CNN对猫/狗图像进行二进制分类的准确性不比随机性好

Question

I've adapted a simple CNN from a tutorial on Analytics Vidhya . 我从Analytics Vidhya的教程改编了一个简单的CNN。

Problem is that my accuracy on a holdout set is no better than random. 问题是我对保留集的准确性不比随机性好。 I am training on ~8600 images each of cats and dogs, which should be enough data for decent model, but accuracy on the test set is at 49%. 我正在为每只猫和狗制作约8600张图像的训练，对于像样的模型来说这应该是足够的数据，但是测试集的准确性为49％。 Is there a glaring omission in my code somewhere? 我的代码中是否有明显的遗漏？

import os
import numpy as np
import keras
from keras.models import Sequential
from sklearn.model_selection import train_test_split
from datetime import datetime
from PIL import Image
from keras.utils.np_utils import to_categorical
from sklearn.utils import shuffle


def main():

    cat=os.listdir("train/cats")
    dog=os.listdir("train/dogs")
    filepath="train/cats/"
    filepath2="train/dogs/"

    print("[INFO] Loading images of cats and dogs each...", datetime.now().time())
    #print("[INFO] Loading {} images of cats and dogs each...".format(num_images), datetime.now().time())
    images=[]
    label = []
    for i in cat:
        image = Image.open(filepath+i)
        image_resized = image.resize((300,300))
        images.append(image_resized)
        label.append(0) #for cat images

    for i in dog:
        image = Image.open(filepath2+i)
        image_resized = image.resize((300,300))
        images.append(image_resized)
        label.append(1) #for dog images

    images_full = np.array([np.array(x) for x in images])

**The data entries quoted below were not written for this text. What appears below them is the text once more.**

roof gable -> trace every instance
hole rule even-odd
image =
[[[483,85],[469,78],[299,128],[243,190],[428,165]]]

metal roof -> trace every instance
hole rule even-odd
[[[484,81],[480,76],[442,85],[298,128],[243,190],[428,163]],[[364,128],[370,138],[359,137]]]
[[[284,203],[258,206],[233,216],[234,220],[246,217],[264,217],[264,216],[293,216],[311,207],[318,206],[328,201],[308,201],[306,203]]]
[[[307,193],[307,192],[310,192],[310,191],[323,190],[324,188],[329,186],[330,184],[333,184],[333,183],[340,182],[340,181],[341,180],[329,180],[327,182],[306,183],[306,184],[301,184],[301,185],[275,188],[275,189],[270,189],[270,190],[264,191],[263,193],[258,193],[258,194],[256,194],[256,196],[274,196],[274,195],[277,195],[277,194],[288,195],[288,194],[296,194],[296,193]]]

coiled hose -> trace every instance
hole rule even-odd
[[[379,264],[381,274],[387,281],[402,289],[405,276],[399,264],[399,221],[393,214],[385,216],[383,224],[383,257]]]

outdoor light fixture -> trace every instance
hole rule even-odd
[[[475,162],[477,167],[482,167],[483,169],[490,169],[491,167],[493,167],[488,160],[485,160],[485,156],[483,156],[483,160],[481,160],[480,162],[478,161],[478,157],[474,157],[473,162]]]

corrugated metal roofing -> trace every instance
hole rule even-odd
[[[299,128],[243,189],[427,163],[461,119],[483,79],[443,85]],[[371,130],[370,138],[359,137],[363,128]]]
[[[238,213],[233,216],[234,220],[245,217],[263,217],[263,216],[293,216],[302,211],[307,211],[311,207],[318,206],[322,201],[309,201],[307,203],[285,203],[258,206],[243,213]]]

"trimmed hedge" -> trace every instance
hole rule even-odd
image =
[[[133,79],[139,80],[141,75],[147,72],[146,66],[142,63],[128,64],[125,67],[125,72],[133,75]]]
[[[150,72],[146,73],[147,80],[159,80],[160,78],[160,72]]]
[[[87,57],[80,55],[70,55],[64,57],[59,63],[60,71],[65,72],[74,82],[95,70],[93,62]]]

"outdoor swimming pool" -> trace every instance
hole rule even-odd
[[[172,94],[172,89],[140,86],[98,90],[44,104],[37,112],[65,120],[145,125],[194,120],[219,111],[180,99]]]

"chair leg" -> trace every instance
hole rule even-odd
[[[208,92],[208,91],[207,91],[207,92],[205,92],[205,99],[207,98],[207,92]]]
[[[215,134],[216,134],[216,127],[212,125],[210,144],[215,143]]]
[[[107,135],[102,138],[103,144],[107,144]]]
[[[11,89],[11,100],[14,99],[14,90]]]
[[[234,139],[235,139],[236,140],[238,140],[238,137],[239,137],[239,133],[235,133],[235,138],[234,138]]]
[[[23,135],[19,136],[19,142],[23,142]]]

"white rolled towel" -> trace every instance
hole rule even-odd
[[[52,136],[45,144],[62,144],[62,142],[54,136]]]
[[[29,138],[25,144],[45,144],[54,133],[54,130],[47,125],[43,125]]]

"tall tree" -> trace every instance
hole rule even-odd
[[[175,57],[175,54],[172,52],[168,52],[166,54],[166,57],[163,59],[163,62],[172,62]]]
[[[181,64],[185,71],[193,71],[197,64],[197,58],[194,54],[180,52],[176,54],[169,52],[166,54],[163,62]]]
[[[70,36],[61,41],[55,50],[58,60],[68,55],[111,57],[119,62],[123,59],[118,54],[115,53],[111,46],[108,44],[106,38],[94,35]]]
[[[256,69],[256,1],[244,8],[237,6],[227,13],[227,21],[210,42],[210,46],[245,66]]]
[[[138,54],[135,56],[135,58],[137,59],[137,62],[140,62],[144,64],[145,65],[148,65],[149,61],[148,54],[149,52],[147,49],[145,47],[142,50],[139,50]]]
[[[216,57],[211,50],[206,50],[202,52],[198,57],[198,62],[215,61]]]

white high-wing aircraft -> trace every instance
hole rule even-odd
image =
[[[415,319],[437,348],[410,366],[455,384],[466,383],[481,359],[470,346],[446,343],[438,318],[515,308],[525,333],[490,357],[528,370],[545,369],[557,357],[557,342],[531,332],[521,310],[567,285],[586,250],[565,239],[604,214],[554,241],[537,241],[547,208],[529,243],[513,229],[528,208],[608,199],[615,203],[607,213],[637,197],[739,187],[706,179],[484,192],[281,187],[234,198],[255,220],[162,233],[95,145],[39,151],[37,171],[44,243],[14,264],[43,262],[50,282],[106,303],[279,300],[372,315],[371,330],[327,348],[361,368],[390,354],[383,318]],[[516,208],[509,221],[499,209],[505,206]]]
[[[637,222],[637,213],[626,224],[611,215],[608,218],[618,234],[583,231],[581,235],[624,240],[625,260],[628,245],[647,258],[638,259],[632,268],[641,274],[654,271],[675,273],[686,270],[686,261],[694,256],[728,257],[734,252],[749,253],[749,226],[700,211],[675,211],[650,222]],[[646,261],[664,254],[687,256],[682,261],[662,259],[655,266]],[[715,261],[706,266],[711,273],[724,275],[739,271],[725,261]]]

    label = np.array(label)
    label = to_categorical(label)

    images_full, label = shuffle(images_full, label)

    print("[INFO] Splitting into train and test", datetime.now().time())
    (trainX, testX, trainY, testY) = train_test_split(images_full, label, test_size=0.25)


    filters = 10
    filtersize = (5, 5)

    epochs = 5
    batchsize = 32

    input_shape=(300,300,3)
    #input_shape = (30, 30, 3)

    print("[INFO] Designing model architecture...", datetime.now().time())
    model = Sequential()
    model.add(keras.layers.InputLayer(input_shape=input_shape))
    model.add(keras.layers.convolutional.Conv2D(filters, filtersize, strides=(1, 1), padding='same',
                                                data_format="channels_last", activation='relu'))
    model.add(keras.layers.MaxPooling2D(pool_size=(2, 2)))
    model.add(keras.layers.Flatten())

    model.add(keras.layers.Dense(units=2, input_dim=50,activation='softmax'))
    #model.add(keras.layers.Dense(units=2, input_dim=5, activation='softmax'))

    model.compile(loss='categorical_crossentropy', optimizer='adam', metrics=['accuracy'])

    print("[INFO] Fitting model...", datetime.now().time())
    model.fit(trainX, trainY, epochs=epochs, batch_size=batchsize, validation_split=0.3)

    model.summary()

    print("[INFO] Evaluating on test set...", datetime.now().time())
    eval_res = model.evaluate(testX, testY)
    print(eval_res)

if __name__== "__main__":
    main()

Answer 1

For me the problem comes from the size of your network, you have only one Conv2D with a filter size of 10. This is way too small to learn the deep reprensation of your image. 对我来说，问题出在网络的大小上，您只有一个Conv2D，其过滤器大小为10。这太小了，无法了解图像的深层表现。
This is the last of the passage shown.